Cameron was looking forward to meeting his apprentice. He had been alone on the lighthouse for a while. The previous assistant keeper had not lasted long. It took discipline to withstand both the isolation and also the close company of others. But Simon seemed, according to his records, strong: he was in his mid-twenties, an ex-farmer rather than a sailor, who would be useful for tilling the small amount of arable land on the island.
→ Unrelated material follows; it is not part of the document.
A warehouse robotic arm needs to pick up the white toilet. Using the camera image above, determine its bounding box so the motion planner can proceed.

The records of Simon's mainland interview, conducted by the Northern Lighthouse Board, had made a particular impression on Cameron. On being asked why he had wanted to work on the lighthouse, Simon had replied, 'Because the work is a matter of life and death.'

Simon would receive the regular annual wage of forty-five guineas and an extra allowance of two guineas for serving on an island. As well as a roof over his head, he would be given fuel, candles, a new uniform every three years and a small pension.


* * *

The lighthouse's giant lantern flung its white beam scores of miles over the sea. It was not the strength of the low fixed flame of the oil lamp which give the light its strength, but the lantern's myriad of carefully positioned mirrors and prisms. Sections of the lantern were blanked off to create intervals between the beams. Each lighthouse had its own intervals which denoted the lighthouse's 'character'.

Jacob's Rock stood at a point where three strong currents met over an invisible reef. The island was about one and a half miles long. Jacob's Rock's lighthouse was built on the place of maximum danger, where most people's lives had been lost, most ships wrecked. At the point where boat met stone and the sea swallowed the corpses left behind on the rocks. On a calm day, a smaller group of jagged rocks projected out of the sea, hundreds of feet off the island. More dangerously, on a rough day, these rocks became invisibly submerged.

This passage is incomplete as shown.